Housing associations and co-operatives across the country are turning to renewable energy in a bid to tackle fuel poverty, according to industry body the Scottish Federation for Housing Associations (SFHA).
The trend comes as housing providers seek to meet rising energy-efficiency standards for social housing, having already invested in measures such as loft and cavity wall insulation and solar panels to help reduce tenants’ energy bills.
Many are now investigating the viability of other low carbon options including biomass, which can provide heating for entire housing schemes whilst generating income in the form of the UK government’s Renewable Heat Incentive.
The SFHA is holding an energy and renewables exchange in Glasgow this week (13 February), enabling housing providers to learn more about the options available to them, and hear from those who have already invested in low carbon solutions for their housing stock.
SFHA policy manager David Stewart said: “In recent years, above inflation increases in energy prices has meant that fuel poverty has been on the increase.
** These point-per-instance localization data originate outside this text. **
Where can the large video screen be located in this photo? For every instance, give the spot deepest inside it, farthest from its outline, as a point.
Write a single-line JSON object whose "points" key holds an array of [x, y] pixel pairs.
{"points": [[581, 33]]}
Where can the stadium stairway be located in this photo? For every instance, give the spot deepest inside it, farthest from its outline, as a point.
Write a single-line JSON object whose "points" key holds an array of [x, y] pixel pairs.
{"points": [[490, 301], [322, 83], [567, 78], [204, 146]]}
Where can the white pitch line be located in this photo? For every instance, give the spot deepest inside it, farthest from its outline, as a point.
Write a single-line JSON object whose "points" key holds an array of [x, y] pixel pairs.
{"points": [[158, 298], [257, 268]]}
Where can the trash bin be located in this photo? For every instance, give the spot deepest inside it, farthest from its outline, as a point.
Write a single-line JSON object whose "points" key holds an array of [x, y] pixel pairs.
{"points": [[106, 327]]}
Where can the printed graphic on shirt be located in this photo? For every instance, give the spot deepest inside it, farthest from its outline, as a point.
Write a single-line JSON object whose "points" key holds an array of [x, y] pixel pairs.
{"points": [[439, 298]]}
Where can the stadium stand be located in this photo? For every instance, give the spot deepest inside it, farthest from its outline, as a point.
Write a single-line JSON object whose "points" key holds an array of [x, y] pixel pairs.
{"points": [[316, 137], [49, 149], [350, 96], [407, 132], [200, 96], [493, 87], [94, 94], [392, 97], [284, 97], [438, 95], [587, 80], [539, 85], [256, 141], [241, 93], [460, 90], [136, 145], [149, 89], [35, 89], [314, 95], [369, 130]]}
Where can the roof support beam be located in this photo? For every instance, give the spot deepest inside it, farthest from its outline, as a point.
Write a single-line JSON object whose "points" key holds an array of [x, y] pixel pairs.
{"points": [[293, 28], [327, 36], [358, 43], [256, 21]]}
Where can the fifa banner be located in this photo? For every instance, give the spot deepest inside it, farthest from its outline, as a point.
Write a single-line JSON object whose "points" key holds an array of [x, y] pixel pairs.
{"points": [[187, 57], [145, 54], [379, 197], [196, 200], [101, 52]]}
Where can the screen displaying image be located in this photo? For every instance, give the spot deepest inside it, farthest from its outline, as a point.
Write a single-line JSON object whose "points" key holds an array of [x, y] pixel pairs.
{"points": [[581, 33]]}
“The problem is particularly acute in areas that do not have access to mains gas, as other forms of heating such as oil and LPG are more expensive.
“Renewable heating technologies provide an opportunity to provide a more affordable and environmentally friendly solution to tenants, and the Renewable Heat Incentive will provide funding to help support these technologies.
“We believe the event is an important opportunity for associations to share their knowledge and learn about renewables.”
Event Sponsor HWEnergy is currently working on a feasibility project with Aberdeen-based Castlehill Housing Association. Castlehill aims to reduce heating costs for tenants, reduce its carbon emissions and its dependence on oil at one of its sheltered housing developments.
It also wants its new system to become self-financing in the longer term, justifying the capital investment.
HWEnergy has calculated that the potential project could lead to savings of over £5000 on heating costs per year whilst generating an annual income of almost £25,000 from RHI.
As a result, the system would pay back the capital investment in just over seven years, delivering a positive income for around 12 years thereafter.